Watchet is a great place to visit. It is charming and I think I could live there with its ancient harbour, brown mud-coloured sea and views across to Wales. I love the coastline with its distinctive red cliffs and alabaster caves, the beaches are a stone-foragers delight hiding fools gold and fossils for the lucky seekers. We wandered along the narrow harbour wall meeting a red lighthouse at the end and watched some young people dive into the harbour waters with their clothes on. It looked like a lot of fun. We talked to a man catching an eel, its snake like body getting caught in the line as he tried to release him.
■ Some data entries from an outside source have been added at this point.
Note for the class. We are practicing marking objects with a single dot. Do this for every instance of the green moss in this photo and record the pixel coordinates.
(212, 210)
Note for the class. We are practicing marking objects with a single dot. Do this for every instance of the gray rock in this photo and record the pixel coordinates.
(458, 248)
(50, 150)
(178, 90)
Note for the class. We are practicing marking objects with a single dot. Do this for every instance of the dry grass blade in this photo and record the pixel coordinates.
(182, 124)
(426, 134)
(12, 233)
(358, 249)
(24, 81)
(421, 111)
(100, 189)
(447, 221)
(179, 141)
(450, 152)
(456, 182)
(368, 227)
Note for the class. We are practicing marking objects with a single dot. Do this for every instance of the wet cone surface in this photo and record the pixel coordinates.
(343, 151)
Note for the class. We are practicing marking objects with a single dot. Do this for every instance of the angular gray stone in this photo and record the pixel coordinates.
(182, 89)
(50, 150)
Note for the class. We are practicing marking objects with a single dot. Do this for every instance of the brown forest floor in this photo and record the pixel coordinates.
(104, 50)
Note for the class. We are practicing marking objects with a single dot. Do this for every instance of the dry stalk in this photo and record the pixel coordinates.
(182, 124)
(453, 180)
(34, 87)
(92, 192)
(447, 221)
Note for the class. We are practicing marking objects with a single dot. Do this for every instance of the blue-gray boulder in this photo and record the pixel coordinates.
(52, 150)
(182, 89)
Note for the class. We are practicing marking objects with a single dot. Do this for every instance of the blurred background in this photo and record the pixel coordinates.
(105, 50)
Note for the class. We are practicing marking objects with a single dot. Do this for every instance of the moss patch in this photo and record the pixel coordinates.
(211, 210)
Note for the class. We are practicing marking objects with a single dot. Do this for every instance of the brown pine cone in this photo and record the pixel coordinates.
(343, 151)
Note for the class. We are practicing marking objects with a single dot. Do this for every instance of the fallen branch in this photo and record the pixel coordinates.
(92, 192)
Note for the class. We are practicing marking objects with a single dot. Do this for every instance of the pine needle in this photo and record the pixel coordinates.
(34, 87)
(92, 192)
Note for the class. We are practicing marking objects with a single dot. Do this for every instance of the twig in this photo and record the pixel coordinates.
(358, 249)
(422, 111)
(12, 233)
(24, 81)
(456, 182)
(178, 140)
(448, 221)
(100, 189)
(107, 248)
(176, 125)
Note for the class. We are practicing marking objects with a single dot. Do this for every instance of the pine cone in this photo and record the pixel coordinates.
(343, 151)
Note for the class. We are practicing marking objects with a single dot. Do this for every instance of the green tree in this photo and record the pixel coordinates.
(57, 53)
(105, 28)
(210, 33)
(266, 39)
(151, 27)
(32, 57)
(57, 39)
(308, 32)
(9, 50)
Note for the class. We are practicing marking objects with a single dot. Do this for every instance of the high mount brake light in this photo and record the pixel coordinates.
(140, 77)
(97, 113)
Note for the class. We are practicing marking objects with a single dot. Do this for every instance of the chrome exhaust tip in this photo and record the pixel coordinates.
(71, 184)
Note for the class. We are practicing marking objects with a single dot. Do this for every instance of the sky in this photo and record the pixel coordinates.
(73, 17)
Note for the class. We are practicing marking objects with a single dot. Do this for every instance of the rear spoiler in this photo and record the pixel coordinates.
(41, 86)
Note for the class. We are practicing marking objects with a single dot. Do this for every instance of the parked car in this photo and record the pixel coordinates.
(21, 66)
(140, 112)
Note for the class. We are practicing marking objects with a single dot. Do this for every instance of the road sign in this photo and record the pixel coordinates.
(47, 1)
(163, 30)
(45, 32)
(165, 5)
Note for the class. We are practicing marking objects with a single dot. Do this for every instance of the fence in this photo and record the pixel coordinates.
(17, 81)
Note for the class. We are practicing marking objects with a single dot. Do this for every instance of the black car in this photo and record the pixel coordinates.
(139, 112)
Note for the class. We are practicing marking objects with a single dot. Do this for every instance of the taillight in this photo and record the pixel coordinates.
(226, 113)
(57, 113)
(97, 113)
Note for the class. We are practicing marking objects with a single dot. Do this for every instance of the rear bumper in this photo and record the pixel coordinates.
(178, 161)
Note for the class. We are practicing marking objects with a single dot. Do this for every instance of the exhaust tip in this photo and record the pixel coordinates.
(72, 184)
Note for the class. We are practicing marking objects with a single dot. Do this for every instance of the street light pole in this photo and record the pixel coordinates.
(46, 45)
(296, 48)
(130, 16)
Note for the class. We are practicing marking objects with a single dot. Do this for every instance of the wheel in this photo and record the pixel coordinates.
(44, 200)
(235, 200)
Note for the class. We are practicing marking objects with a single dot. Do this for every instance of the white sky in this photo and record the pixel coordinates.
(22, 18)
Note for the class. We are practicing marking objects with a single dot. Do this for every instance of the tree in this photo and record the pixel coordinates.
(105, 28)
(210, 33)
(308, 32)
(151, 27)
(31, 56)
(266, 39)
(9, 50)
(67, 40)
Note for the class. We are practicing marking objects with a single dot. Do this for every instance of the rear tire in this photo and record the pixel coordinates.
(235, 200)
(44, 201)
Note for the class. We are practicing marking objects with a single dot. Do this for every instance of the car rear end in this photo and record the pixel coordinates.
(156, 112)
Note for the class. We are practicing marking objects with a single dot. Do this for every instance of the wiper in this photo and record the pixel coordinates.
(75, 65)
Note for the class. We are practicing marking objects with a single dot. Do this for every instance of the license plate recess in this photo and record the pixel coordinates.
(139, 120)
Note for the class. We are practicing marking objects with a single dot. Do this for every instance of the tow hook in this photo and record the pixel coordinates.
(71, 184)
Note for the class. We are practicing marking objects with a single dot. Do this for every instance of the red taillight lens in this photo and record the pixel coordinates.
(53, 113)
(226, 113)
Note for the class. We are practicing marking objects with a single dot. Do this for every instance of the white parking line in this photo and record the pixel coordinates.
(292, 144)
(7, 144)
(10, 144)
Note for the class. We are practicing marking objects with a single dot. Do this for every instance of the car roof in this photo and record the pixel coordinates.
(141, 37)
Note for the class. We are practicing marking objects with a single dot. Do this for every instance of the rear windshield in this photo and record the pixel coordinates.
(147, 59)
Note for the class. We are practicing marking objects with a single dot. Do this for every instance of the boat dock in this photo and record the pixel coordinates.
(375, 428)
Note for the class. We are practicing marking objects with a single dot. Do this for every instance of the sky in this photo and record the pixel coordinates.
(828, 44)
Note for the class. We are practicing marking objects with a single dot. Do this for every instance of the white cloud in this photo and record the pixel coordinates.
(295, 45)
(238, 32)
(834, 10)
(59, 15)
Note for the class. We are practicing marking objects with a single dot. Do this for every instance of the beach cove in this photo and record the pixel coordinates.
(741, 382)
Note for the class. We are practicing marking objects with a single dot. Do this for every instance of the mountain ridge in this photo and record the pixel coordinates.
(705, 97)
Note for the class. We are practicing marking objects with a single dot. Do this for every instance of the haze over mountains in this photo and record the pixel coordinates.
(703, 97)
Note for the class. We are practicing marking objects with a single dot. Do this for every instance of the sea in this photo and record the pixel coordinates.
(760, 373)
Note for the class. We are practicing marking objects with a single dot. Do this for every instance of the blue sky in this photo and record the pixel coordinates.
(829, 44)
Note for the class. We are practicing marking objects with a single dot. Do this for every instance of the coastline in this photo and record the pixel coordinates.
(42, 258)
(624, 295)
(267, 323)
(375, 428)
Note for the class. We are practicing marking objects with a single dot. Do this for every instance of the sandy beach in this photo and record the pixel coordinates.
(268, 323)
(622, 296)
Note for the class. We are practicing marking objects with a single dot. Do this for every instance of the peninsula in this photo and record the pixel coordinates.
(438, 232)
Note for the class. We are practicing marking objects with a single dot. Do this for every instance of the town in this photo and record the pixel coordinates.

"Poor bugger's already been caught today!" he exclaimed taking 2 hooks from the eels mouth.

He threw it back into the silty water hoping for an eight pound sea bass next time. We talked local fish, sustainability, fishing with nets and using mud-horses. He took the time to explain to us the intricacies of fishing in the famous lilting accent, he seemed to have that time and didn't mind sharing his knowledge with us. It felt like such a privilege.

The tiny museum held treasures free for the visitor to look at, an old sea swimming pool which was free for anyone to use and to our delight, a free art workshop for the children to practice their fabric painting and flag designs. It felt like everyone we met felt proud of their village and genuinely wanted us to share its gems. Somerset ain't no Cornwall - but I know where I would rather be.


Wednesday, 20 August 2014

Fletch is at it again

"Well done! Shame about the jumping!" the judge smiled as she handed me a fluffy pink rosette. That's fifth out of five. I grinned, knowing the horse as I do, having being on his back for nearly two years now.

Fletch didn't feel like jumping that day, it was easier to go round them - so he did. I had to do the walk of shame from the ring, elimination at a fence because he ran out three times. He knows I am as soft as butter and that he was going to get loved anyway. Everyone commiserated our efforts, made comments at Fletch's cheekiness saying he should know better at his age and we all agreed that I need to be more assertive with him. They say horses reflect your emotions and that is certainly true in the assertive-ness stakes.

We tried the jumps again in the lunch break. I tried being more positive but Fletch DID feel like jumping them this time. He didn't feel like going round them, he sailed them all not batting an eyelid and wondering what all the fuss was about. I'm sure he grinned an inside grin.

"Ohhh, he's so cheeky isn't he?" they all commented again.

Yeah. You never know what you're going to get with Fletch. Beautifully composed and red rosettes all the way, a meeting of the ground, fly bucks up the fields, reluctance to move forward and a reserve champion of the show. Because we have had it all this week. Onwards and forwards Mr Fletcher, onwards and forwards.